Hinton MNIST Dropout in PyTorch

In their classic 2012 paper: Improving neural networks by preventing co-adaptation of feature detectors, Hinton, Srivastava, Krizhevsky, Sutskever and Salakhutdinov showed that using dropout in a feed-forward neural network improved performance significantly. In particular they produced this result for the MNIST dataset:

However, if you try to create this result in PyTorch using modern standards such as the Adam optimiser you may find that recovering the same outcome is not as straight forward as it first appears.
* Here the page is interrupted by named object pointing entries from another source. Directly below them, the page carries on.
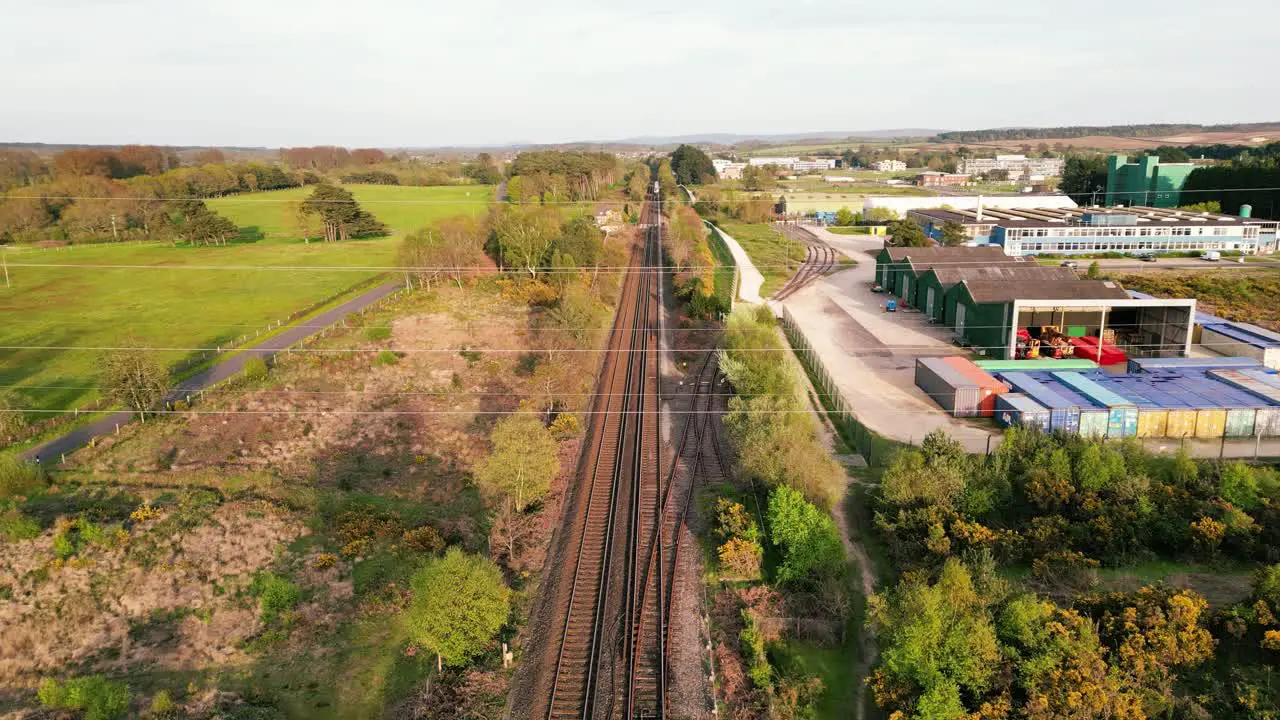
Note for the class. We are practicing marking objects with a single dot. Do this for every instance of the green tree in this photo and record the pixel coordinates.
(12, 418)
(133, 378)
(952, 233)
(525, 236)
(905, 233)
(691, 165)
(522, 464)
(937, 641)
(341, 214)
(666, 180)
(1083, 176)
(460, 602)
(807, 536)
(581, 240)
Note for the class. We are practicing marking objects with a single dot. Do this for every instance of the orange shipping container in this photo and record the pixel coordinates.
(988, 387)
(1182, 423)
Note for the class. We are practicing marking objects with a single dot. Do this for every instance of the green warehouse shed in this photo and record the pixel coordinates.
(1146, 181)
(899, 269)
(936, 282)
(986, 315)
In this post I’m going to recreate their result in PyTorch trying to keep as close as possible to the original methodology.

The Setup

Everything will be done with PyTorch, so we need to start by importing the relevant bits of that library:

import torch
import torch.nn as nn
import torch.nn.functional as F
from torchvision import datasets, transforms

At some point we might also want to use a GPU, so let’s prepare for that:

use_cuda = torch.cuda.is_available()
device = torch.device("cuda" if use_cuda else "cpu")
kwargs = {'num_workers': 1, 'pin_memory': True} if use_cuda else {}
print("Device: ",device)

Now let’s break down the paper, starting with the simple stuff.

The Data

In the paper, they state that they use the 60,000 MNIST training images and 10,000 test images for the training and testing datasets, respectively. They break these datasets into mini-batches of 100 images.
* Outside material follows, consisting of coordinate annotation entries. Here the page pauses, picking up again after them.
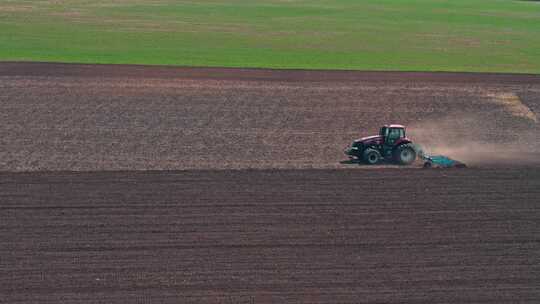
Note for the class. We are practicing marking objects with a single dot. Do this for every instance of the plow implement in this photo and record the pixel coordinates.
(441, 161)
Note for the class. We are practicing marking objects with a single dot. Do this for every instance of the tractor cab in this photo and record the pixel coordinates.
(391, 134)
(390, 144)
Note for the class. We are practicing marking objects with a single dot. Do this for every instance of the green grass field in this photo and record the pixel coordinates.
(426, 35)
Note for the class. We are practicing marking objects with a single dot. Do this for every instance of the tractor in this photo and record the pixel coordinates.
(391, 145)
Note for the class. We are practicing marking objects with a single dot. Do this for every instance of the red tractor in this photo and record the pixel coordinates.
(391, 145)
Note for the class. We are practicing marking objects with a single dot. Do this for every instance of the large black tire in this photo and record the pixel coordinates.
(404, 154)
(371, 156)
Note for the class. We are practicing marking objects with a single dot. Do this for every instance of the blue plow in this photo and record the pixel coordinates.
(441, 161)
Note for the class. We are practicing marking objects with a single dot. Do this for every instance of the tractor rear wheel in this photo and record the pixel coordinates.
(371, 156)
(404, 154)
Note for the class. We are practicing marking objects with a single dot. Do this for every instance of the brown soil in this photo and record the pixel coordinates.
(293, 235)
(271, 236)
(96, 117)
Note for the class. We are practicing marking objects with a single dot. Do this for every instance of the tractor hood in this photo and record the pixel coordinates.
(375, 139)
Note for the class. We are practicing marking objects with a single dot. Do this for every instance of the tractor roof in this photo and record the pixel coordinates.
(394, 126)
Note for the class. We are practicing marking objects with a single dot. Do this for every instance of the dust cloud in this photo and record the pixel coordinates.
(505, 135)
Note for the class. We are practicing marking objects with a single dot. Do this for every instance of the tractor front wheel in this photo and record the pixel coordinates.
(371, 156)
(405, 154)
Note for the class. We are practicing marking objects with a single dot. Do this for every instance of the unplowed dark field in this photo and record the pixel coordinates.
(280, 224)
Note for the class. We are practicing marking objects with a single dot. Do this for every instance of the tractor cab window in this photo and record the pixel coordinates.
(394, 134)
(384, 131)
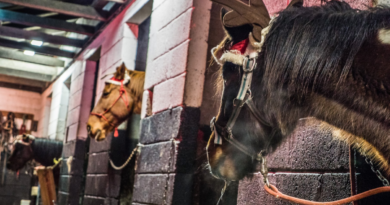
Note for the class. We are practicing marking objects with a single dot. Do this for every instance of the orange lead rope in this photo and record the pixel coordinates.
(275, 192)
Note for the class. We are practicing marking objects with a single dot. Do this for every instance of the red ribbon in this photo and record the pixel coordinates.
(241, 46)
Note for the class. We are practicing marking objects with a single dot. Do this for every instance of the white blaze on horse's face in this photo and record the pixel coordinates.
(384, 36)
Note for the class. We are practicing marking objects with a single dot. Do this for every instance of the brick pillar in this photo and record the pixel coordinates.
(102, 182)
(75, 147)
(175, 72)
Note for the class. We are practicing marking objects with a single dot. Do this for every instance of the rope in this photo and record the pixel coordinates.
(128, 159)
(56, 163)
(276, 193)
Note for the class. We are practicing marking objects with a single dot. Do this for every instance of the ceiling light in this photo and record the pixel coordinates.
(36, 43)
(29, 53)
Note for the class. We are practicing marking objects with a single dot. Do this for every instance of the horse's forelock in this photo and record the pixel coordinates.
(309, 47)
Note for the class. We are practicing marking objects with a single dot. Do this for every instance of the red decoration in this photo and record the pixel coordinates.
(241, 46)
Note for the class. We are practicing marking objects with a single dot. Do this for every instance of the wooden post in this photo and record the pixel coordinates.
(46, 182)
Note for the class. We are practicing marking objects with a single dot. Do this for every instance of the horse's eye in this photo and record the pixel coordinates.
(105, 94)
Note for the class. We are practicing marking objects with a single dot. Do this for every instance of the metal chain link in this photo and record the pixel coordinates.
(377, 172)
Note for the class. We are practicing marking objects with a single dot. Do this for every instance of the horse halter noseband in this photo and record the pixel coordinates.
(122, 91)
(244, 97)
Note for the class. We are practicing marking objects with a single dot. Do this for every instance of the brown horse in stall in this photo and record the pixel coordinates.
(329, 62)
(121, 98)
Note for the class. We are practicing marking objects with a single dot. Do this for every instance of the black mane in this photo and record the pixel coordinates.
(308, 47)
(46, 150)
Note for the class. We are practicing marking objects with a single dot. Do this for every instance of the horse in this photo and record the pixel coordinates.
(327, 63)
(122, 97)
(26, 148)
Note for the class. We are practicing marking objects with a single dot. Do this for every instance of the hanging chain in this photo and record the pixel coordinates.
(137, 149)
(171, 154)
(376, 171)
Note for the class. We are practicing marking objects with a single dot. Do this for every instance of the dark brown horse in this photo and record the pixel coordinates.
(122, 96)
(26, 148)
(328, 62)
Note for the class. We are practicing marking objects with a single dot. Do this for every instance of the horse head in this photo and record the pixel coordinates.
(122, 96)
(21, 152)
(307, 67)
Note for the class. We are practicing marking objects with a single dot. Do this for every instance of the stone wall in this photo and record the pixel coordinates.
(175, 76)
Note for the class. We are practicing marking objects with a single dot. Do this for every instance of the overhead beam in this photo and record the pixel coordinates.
(37, 49)
(21, 87)
(32, 20)
(26, 74)
(29, 67)
(39, 36)
(36, 59)
(87, 12)
(22, 81)
(99, 4)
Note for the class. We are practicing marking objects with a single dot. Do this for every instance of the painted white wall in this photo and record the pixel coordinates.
(21, 101)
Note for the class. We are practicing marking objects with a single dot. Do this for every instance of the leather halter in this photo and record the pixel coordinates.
(122, 91)
(244, 97)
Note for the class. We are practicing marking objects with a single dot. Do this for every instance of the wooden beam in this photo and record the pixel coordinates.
(21, 87)
(39, 36)
(26, 74)
(87, 12)
(29, 67)
(22, 81)
(37, 49)
(36, 59)
(32, 20)
(99, 4)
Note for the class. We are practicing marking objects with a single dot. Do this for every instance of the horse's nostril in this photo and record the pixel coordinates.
(98, 132)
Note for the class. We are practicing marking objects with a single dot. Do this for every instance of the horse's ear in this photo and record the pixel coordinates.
(120, 72)
(295, 3)
(235, 33)
(25, 138)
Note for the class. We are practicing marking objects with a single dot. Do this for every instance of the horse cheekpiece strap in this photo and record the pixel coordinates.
(115, 81)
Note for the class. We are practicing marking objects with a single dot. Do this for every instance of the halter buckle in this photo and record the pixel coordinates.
(264, 169)
(246, 64)
(212, 124)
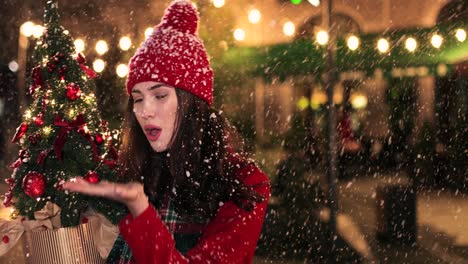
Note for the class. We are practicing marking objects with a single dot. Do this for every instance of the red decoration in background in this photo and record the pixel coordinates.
(37, 80)
(38, 120)
(66, 127)
(35, 138)
(99, 139)
(8, 197)
(81, 60)
(62, 72)
(22, 155)
(9, 194)
(42, 156)
(73, 91)
(33, 184)
(20, 131)
(92, 177)
(50, 66)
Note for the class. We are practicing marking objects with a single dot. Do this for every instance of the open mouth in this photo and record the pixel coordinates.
(152, 132)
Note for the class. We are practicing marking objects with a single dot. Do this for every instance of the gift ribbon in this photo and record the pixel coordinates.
(104, 232)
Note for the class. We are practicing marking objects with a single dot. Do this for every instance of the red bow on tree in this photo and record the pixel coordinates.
(81, 60)
(66, 128)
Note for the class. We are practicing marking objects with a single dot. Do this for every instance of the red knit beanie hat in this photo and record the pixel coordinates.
(174, 54)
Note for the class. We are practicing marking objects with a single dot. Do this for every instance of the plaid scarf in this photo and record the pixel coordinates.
(185, 235)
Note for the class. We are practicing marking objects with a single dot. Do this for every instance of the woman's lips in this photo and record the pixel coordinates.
(152, 132)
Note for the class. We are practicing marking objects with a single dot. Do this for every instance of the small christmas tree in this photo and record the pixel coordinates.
(61, 135)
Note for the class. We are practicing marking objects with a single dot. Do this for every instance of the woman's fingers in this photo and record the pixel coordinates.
(116, 191)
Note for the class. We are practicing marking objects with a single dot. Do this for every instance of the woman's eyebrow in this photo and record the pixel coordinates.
(157, 86)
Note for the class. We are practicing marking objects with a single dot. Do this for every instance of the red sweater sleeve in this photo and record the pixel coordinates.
(231, 237)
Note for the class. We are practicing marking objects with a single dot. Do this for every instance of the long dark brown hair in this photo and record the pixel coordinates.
(198, 171)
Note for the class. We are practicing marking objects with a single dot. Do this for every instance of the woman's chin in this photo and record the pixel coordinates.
(158, 147)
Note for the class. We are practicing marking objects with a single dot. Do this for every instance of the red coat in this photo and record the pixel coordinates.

batch_size    = 100       # number of samples per mini-batch

We can then use the PyTorch MNIST dataset to load the data:

transform = transforms.Compose([
    transforms.ToTensor(),
    transforms.Normalize((0.1307,), (0.3081,)),  # MNIST specific normalisation
    torch.flatten])

train_data = datasets.MNIST('data', train=True, download=True, transform=transform)
train_loader = torch.utils.data.DataLoader(train_data, batch_size=batch_size, shuffle=True)

valid_data = datasets.MNIST('data', train=False, transform=transform)
valid_loader = torch.utils.data.DataLoader(valid_data, batch_size=batch_size, shuffle=True)

Note the highlighted line. The Hinton+ paper doesn’t specify what normalisation was used for the MNIST data, so here I’ve adopted the standard mean and variance approach.

The Network

To start with let’s specify a 784-800-800-10 net with optional dropout. The Hinton+ paper doesn’t specify what activation function they used, so I’ve just put in a ReLU.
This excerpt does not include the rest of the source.